World Suicide Prevention Day (WSPD), September 10th, is an opportunity for all sectors of the community - the public, charitable organizations, communities, researchers, clinicians, practitioners, politicians and policy makers, volunteers, those bereaved by suicide, other interested groups and individuals - to join with the International Association for Suicide Prevention (IASP) to focus public attention on the unacceptable burden and costs of suicidal behaviours with diverse activities to promote understanding about suicide and highlight effective prevention activities.
Those activities may call attention to the global burden of suicidal behaviour, and discuss local, regional and national strategies for suicide prevention, highlighting cultural initiatives and emphasizing how specific prevention initiatives are shaped to address local cultural conditions.

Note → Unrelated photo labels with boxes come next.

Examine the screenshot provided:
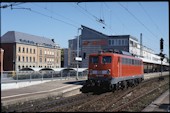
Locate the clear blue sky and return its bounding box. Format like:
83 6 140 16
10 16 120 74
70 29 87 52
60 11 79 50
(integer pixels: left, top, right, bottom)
1 2 169 56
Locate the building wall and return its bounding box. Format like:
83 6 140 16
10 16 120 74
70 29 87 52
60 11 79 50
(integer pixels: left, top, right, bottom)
1 31 61 71
16 44 61 70
1 43 15 71
0 48 4 72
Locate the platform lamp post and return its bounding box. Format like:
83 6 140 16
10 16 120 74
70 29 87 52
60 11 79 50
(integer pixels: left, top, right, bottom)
75 28 82 80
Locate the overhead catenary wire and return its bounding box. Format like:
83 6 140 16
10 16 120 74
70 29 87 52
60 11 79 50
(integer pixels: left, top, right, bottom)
138 2 167 46
118 3 168 53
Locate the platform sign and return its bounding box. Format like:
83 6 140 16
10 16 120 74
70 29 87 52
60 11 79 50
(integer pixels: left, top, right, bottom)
75 57 82 61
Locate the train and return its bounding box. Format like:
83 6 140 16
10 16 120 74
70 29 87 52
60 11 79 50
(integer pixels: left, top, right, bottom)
81 50 144 91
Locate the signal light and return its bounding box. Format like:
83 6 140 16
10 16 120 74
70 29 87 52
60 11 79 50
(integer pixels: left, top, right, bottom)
160 38 164 50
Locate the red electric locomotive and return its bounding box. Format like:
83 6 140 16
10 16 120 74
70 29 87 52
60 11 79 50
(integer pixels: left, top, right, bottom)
83 50 144 90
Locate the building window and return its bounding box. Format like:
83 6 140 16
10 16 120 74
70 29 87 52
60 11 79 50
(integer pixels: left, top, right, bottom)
40 58 42 62
18 56 21 62
22 56 24 62
40 50 42 55
119 40 121 46
33 57 35 62
30 49 32 53
112 40 114 45
18 47 21 53
27 48 28 53
122 40 125 45
30 57 32 62
26 57 28 62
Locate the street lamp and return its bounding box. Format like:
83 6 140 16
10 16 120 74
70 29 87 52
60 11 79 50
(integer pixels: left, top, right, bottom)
76 28 81 80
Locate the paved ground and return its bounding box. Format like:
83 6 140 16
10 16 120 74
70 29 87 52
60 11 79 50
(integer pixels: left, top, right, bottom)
1 71 169 111
142 90 170 112
1 78 86 105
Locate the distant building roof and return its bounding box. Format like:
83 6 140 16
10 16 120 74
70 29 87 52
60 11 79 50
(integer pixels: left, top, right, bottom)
1 31 56 47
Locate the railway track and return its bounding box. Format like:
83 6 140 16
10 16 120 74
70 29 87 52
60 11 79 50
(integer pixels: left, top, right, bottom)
2 76 169 112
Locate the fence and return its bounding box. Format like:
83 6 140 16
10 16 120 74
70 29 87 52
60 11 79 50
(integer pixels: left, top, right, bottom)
1 70 88 83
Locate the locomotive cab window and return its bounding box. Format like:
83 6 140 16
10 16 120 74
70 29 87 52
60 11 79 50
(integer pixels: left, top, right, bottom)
90 56 99 64
102 56 112 64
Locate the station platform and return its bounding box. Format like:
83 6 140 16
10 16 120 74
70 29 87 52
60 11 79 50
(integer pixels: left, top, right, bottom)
1 71 170 112
1 78 87 105
142 90 170 112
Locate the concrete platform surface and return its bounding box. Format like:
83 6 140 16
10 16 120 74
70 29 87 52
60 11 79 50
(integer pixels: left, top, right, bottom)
1 78 86 105
142 90 170 112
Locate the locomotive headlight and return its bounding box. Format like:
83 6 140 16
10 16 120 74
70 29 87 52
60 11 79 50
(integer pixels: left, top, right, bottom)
89 70 93 75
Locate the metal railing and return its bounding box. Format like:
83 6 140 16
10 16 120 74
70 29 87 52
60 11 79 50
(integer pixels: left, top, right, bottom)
1 70 88 83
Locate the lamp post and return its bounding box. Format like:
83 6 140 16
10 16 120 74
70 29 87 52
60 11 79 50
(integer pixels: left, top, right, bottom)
76 28 81 80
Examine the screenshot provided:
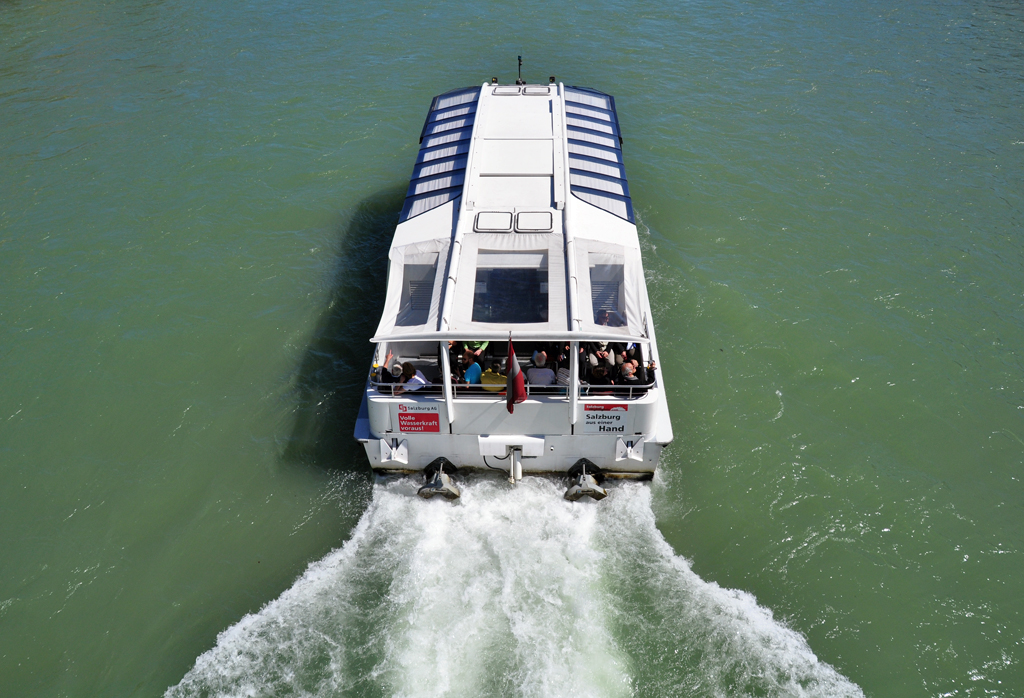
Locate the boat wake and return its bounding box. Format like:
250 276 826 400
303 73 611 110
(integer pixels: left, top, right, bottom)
166 478 863 698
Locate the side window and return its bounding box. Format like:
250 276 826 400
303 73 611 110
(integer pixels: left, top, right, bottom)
395 253 437 328
473 250 548 322
588 252 627 328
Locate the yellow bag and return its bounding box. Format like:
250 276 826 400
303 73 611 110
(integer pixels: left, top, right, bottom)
480 368 507 393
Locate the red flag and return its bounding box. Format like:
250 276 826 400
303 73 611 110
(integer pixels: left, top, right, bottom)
505 337 526 415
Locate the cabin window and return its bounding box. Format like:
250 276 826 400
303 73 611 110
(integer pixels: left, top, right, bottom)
473 250 548 323
395 253 437 328
588 252 627 328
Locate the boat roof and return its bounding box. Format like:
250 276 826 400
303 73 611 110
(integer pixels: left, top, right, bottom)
371 83 651 342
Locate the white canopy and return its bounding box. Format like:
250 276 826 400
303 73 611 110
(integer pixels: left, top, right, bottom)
376 237 450 339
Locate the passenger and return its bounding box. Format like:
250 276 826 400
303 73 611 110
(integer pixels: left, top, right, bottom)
618 361 640 386
584 342 622 368
526 351 555 386
462 349 483 385
588 363 615 395
480 361 508 393
394 361 430 395
633 359 657 386
380 361 401 383
462 342 490 357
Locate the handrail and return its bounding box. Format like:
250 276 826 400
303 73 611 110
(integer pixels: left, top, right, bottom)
579 381 657 400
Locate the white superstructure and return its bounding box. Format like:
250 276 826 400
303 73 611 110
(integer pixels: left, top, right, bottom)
355 84 672 495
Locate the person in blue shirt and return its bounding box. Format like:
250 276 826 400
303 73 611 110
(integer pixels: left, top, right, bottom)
462 349 483 385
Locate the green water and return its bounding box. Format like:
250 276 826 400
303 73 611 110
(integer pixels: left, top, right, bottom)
0 0 1024 697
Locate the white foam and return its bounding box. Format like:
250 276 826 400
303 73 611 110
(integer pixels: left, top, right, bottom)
167 478 862 698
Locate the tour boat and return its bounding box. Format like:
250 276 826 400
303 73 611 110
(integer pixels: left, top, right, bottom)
354 78 672 499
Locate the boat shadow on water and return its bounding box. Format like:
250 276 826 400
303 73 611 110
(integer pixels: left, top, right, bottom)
283 187 406 478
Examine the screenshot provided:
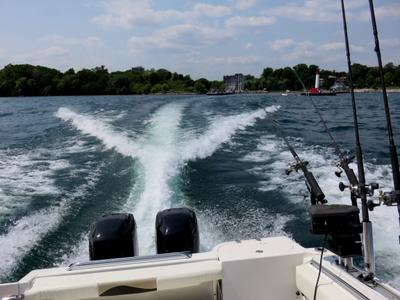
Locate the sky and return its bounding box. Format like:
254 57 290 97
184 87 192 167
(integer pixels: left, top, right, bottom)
0 0 400 80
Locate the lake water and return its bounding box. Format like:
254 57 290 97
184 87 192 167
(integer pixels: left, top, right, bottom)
0 94 400 287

Initiatives which actively educate and involve people are likely to be most effective in helping people learn new information about suicide and suicide prevention.
The International Association for Suicide Prevention (IASP), collaborates with the World Health Organization (WHO) and the World Federation for Mental Health, to host World Suicide Prevention Day. In 2011 an estimated 40 countries held awareness events to mark the occasion. The United Nations issued ’National Policy for Suicide Prevention’ in the 1990s which some countries use as a basis for their suicide policies.
The UN noted that suicide bombers’ deaths are seen as secondary to their goal of killing other people or specific targets and the bombers are not otherwise typical of people committing suicide.
The first World Suicide Prevention Day was held in 2003 and was an initiative of the International Association for Suicide Prevention and the World Health Organization (WHO). Since then, World Suicide Prevention Day has taken place on 10th September each year.